Alexander Payne, guionista y director, ha alcanzado con su Nebraska todo lo que se le puede pedir al gran cine: una historia bien contada, personajes impecables que avanzan  hacia su realización o su destino, actuaciones memorables y una mirada cinematográfica en blanco y negro, una fotografía, que llena la pantalla y se desborda por esos pueblos desolados, la vastedad de esas planicies del medio oeste de los Estados Unidos que pareciera que no tienen fin.

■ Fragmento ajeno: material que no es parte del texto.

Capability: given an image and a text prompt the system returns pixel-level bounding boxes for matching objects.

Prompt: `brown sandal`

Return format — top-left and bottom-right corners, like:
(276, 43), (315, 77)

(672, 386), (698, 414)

Todo está ahí: la devastación de la vejez, los deseos y anhelos en el último tramo de la vida, la íntima y distante, simple y complicada relación de los hijos con sus padres ancianos, las viejas amistades que se diluyen con la distancia y el paso de los años, el nido de víboras (familiares y amigos) que se yergue feroz cuando huele que puede haber dinero…

Con un guion admirable como arma secreta,  Payne ha sabido mirar y conmover y mostrar, prodigar su mirada en lo más oscuro, en lo más íntimo, en los gestos más nobles. También ha logrado hacer gran cine con un presupuesto total que no alcanzaría para satisfacer los honorarios de una sola estrella en una súper producción de Hollywood.

Con películas así uno confirma, una vez, más, que los grandes efectos especiales y la pirotecnia, el fausto y el despilfarro, no son ni de lejos elementos indispensables del gran cine. Tal vez antes lo contrario.